Les habitants de plusieurs communes de la Meuse et des Ardennes espèrent voir les pollueurs rendre à leur eau sa potabilité, après plus d'un an sans pouvoir consommer l'eau du robinet. Depuis le début de la contamination par les PFAS, une substance chimique préoccupante, environ 2 600 personnes doivent se contenter d'eau en bouteille, une situation que déplore Aurore Thiébaut, habitante de Malandry.
La mesure, qui a pris effet en juillet 2022, a choqué de nombreux habitants et élus locaux. À l’époque, le maire d’une des communes concernées avait qualifié cette interdiction de « météorite » tant elle a bouleversé la vie quotidienne des résidents. Un an plus tard, Aurore souligne que les habitants en sont toujours à investir dans des packs d'eau, une logistique prenante pour les familles, notamment celles nombreuses.

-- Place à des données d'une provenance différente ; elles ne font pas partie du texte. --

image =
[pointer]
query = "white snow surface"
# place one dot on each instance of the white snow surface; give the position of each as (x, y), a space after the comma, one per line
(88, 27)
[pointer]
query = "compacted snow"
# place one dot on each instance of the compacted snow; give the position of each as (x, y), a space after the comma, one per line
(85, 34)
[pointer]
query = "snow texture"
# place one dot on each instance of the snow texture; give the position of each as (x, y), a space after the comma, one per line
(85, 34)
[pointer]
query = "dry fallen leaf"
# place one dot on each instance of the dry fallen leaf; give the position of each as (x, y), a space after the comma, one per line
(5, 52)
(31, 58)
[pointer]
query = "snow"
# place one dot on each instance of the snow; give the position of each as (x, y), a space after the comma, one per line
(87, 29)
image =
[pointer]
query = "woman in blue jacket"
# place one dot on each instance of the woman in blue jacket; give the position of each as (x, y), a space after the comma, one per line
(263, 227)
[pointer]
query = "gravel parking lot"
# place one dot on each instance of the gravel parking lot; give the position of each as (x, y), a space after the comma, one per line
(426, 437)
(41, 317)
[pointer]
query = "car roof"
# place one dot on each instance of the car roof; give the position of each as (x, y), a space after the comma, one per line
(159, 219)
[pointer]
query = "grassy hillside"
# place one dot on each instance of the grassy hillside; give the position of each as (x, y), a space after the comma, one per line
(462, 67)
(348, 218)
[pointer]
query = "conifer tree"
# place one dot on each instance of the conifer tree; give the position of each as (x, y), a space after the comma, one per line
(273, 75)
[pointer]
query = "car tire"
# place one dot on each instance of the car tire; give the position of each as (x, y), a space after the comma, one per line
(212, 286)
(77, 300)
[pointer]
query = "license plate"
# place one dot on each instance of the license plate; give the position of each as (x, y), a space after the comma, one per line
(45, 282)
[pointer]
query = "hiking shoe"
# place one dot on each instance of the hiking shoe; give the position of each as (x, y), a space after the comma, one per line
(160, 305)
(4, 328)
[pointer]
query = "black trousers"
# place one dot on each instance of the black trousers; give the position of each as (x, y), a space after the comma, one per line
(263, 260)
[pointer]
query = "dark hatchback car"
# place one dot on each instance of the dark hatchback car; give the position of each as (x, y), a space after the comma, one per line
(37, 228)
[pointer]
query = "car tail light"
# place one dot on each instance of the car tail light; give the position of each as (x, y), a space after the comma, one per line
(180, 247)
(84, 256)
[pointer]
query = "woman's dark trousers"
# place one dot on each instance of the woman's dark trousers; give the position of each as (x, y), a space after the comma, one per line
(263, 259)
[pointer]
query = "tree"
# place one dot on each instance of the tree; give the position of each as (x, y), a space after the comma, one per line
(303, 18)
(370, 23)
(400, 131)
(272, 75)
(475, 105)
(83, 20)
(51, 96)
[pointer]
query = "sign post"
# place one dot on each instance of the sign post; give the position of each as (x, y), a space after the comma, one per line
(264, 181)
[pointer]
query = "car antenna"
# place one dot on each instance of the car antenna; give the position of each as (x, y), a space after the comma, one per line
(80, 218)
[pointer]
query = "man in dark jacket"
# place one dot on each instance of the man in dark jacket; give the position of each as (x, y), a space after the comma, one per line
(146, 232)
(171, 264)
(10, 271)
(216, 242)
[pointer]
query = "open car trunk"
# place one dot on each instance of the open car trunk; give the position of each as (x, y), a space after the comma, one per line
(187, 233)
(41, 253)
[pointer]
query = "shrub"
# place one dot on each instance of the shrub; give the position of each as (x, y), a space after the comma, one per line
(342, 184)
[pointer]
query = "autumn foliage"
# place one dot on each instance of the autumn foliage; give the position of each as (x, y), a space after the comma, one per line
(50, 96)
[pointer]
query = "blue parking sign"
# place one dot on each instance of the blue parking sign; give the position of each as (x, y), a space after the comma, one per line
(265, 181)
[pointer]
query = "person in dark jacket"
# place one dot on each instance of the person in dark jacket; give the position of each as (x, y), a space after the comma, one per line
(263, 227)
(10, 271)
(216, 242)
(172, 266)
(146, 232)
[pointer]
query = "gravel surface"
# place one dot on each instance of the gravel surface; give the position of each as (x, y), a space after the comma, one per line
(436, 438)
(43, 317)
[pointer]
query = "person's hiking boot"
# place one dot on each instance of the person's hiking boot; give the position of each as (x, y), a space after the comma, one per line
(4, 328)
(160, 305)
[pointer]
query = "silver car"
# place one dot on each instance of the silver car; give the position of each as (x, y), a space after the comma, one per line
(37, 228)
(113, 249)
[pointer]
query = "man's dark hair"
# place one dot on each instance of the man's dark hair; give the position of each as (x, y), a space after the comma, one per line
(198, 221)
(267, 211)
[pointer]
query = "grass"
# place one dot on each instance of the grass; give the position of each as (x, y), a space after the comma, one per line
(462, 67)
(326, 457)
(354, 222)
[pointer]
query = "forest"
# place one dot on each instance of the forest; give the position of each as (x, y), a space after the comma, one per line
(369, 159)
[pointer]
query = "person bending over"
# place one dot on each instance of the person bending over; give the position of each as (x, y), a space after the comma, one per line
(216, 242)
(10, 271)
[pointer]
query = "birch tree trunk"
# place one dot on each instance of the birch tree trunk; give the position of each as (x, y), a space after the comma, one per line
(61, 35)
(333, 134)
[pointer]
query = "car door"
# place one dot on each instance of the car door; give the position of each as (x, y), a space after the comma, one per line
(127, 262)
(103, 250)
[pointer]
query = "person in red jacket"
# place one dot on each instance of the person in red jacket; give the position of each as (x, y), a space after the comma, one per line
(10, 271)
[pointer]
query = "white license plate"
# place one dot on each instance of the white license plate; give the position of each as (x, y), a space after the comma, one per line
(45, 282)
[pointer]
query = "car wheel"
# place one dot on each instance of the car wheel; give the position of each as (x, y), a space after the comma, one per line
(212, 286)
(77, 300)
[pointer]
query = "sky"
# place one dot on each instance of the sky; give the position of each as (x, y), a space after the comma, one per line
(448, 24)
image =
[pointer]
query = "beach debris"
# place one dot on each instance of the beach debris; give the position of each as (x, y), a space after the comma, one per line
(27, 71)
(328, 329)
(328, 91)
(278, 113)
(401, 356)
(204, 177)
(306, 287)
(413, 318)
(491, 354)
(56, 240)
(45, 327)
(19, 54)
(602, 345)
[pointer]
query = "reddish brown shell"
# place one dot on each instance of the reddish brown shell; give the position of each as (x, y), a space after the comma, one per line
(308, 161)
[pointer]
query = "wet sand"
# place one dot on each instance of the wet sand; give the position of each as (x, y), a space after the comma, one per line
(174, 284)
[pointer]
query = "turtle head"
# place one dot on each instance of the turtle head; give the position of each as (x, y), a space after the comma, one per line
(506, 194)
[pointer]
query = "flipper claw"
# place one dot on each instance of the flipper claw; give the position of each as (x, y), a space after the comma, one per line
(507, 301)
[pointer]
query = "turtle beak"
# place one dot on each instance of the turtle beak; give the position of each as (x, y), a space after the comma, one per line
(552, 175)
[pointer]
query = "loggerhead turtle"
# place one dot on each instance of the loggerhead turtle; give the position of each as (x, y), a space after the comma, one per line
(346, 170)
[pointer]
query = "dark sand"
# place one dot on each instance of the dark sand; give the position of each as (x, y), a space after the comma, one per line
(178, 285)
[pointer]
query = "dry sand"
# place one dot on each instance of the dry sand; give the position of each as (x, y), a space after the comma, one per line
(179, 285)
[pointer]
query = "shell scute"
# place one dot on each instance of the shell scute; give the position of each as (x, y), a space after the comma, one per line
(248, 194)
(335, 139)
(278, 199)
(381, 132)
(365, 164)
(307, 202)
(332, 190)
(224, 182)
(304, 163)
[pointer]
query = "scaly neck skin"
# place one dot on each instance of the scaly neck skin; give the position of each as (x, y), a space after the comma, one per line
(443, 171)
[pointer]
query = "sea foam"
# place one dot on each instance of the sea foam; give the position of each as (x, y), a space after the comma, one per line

Alors qu'une partie des villages touchés a retrouvé une eau conforme grâce à des travaux récents, une dizaine d'autres souffrent toujours, empêchées par des niveaux de pollution trop élevés pour l'installation de filtres adaptés. Guy-Joël Chatton, maire de Louppy-sur-Loison, évoque un raccordement à un réseau d'eau situé à quinze kilomètres, dont les coûts sont jugés prohibitifs et dont la réalisation ne sera pas terminée avant 2027-2028.
Les habitants de Malandry, pour leur part, ne cachent pas leur indignation face à une augmentation de la facture d'eau, estimant que la situation est paradoxale. "On paye pour une eau que l'on ne peut pas consommer", s'insurge Mme Thiébaut, qui souligne l'impact environnemental supplémentaire de l'utilisation d'eau en bouteille.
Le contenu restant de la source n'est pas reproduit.